Social Network Analysis for year four of the study

Discussion

Social network analysis (SNA) is a sensitive method for detecting social structure. This was a pilot study to assess whether repeated SNA might detect a structural change from hierarchical to small-world structure that we presumed was occurring. We assumed this (based on our curricular goals and the experience of others) delivering a curriculum like ours. Similar to Yao et. al., (2018) we were able to demonstrate increased clustering of professionals with increased interactions. Smit et al., (2021) evaluated a curriculum intervention with pre/post SNA that demonstrated larger, more collaborative, and diverse professional networks. While their curriculum was 6 weeks long, ours was four years long and showed larger effects.

Our analysis supports the use of repeated SNA to document important structural changes, moving away from a hierarchical physician-in-charge structure toward an egalitarian small-world structure. It also suggests a normalizing influence toward co-teaching in the broader academic institution. Further.
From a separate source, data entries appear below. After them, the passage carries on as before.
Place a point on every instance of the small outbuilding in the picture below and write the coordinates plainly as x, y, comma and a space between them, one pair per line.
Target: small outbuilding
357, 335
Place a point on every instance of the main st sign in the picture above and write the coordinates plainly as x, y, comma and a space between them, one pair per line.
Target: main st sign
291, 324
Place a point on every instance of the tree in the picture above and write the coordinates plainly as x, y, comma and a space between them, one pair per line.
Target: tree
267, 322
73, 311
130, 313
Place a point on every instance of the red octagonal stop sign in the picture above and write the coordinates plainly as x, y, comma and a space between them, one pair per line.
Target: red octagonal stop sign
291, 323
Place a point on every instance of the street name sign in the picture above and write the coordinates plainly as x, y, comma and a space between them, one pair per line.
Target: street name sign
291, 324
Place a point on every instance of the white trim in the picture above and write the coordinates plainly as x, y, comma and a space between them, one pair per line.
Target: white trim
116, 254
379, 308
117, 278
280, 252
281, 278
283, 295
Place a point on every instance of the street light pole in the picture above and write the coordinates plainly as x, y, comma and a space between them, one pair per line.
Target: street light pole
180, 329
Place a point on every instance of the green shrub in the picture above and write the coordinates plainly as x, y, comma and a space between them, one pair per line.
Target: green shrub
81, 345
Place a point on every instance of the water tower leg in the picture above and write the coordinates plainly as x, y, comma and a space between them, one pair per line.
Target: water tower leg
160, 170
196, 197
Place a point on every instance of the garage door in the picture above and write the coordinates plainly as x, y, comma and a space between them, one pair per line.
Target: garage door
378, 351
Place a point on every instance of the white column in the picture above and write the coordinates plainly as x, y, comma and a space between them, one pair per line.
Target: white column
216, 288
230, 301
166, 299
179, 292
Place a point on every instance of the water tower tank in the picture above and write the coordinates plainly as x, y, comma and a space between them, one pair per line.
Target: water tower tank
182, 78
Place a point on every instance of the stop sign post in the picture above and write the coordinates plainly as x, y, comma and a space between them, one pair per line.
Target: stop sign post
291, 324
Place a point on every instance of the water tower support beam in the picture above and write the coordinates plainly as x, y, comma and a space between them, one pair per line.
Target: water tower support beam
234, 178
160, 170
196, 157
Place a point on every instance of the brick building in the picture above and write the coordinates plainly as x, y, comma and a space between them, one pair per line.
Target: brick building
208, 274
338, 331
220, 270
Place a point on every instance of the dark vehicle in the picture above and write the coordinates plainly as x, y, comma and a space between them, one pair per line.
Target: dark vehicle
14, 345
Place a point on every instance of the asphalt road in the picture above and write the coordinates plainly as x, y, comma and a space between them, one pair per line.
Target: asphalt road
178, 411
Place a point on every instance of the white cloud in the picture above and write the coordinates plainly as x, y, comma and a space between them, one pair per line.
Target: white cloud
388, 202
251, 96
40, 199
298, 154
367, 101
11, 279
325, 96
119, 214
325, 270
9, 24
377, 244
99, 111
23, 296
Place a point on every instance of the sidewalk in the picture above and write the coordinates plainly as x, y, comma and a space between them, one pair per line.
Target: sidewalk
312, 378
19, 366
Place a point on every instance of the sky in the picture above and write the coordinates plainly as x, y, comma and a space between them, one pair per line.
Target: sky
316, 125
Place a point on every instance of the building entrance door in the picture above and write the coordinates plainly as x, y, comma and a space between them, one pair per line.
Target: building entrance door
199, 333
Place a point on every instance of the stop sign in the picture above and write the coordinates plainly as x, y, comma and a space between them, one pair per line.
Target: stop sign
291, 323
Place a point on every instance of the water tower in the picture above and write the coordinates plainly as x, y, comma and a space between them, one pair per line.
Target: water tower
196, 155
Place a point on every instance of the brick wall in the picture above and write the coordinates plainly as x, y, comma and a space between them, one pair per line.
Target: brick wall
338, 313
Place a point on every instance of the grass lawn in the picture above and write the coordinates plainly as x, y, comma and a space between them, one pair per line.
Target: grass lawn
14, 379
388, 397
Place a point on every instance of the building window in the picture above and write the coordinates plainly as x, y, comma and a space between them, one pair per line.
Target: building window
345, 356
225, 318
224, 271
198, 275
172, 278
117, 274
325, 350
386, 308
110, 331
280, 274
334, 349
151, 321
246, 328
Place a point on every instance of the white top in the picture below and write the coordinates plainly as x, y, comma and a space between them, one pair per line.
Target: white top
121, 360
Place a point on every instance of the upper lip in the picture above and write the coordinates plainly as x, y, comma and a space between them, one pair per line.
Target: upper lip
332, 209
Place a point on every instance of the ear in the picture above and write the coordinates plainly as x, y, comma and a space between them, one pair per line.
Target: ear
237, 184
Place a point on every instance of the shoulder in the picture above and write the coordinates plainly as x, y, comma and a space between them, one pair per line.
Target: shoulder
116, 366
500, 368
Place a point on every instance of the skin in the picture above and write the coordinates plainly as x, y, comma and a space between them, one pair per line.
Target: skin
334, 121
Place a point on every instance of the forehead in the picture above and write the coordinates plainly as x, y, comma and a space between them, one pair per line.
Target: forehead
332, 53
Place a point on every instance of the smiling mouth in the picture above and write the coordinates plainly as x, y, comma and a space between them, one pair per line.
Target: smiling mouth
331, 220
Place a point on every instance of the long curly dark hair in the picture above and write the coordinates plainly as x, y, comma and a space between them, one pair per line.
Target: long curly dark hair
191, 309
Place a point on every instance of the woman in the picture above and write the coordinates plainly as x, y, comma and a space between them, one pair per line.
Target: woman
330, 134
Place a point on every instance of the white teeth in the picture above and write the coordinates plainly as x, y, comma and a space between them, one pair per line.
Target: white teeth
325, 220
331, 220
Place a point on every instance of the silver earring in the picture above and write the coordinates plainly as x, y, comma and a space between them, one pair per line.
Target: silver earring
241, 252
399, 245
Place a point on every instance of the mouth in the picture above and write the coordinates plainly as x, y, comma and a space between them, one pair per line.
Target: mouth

There are several limitations of this study. We were not able to obtain data on the direction of influence or strength of the interactions. This weakens any causative inferences. It was conducted at a single institution. We used co-teaching events as our measure, which may represent confirmational bias (selecting data that fit our expectations). Other measures, such as recording text messaging between individuals, might have shown different results. We studied only the last four years of data from stage one and may not have observed broader patterns in the project. The largest limitation is that, for this study, we did not examine the rich interactions between actors and how they changed over time. Therefore, we cannot make causative inferences about the mechanisms of any structural change. Although it shows promise, further mixed method studies that include repeated SNA should be done prior to wide adoption of this as a program evaluation technique (perhaps using electronic communication between teachers, which could be graded for strength and contain directionality). Although we have presented a simplified version of SNA and small-world networks, these are very complex and somewhat controversial.

Conclusions

Co-teaching, as demonstrated graphically, increased over the four years of the study. Clustering coefficients, the small-world index, and Eigenvalue centrality all showed meaningful increases. Centrality grew a to include persons with more influence from each core profession. All of these suggest the change from a hierarchical physician-centric social structure to an egalitarian interprofessional small-world social structure. Co-teaching events outside the program also increased and developed more complexity, suggesting an influence on institutional teaching norms.

One benefit of Social Network Analysis was the opportunity to visualize, as a marker or indicator, the social change that was occurring. If further validated, results such as this could be used to represent the outcome or impact of an educational program. They could be used to help reinforce leadership buy-in for continued support for the program and highlight the role of highly connected individuals (connectors) in role-modeling behaviors. We believe that repeated Social Network Analysis appears to work well for documenting structural change as part of a program evaluation and should be studied further.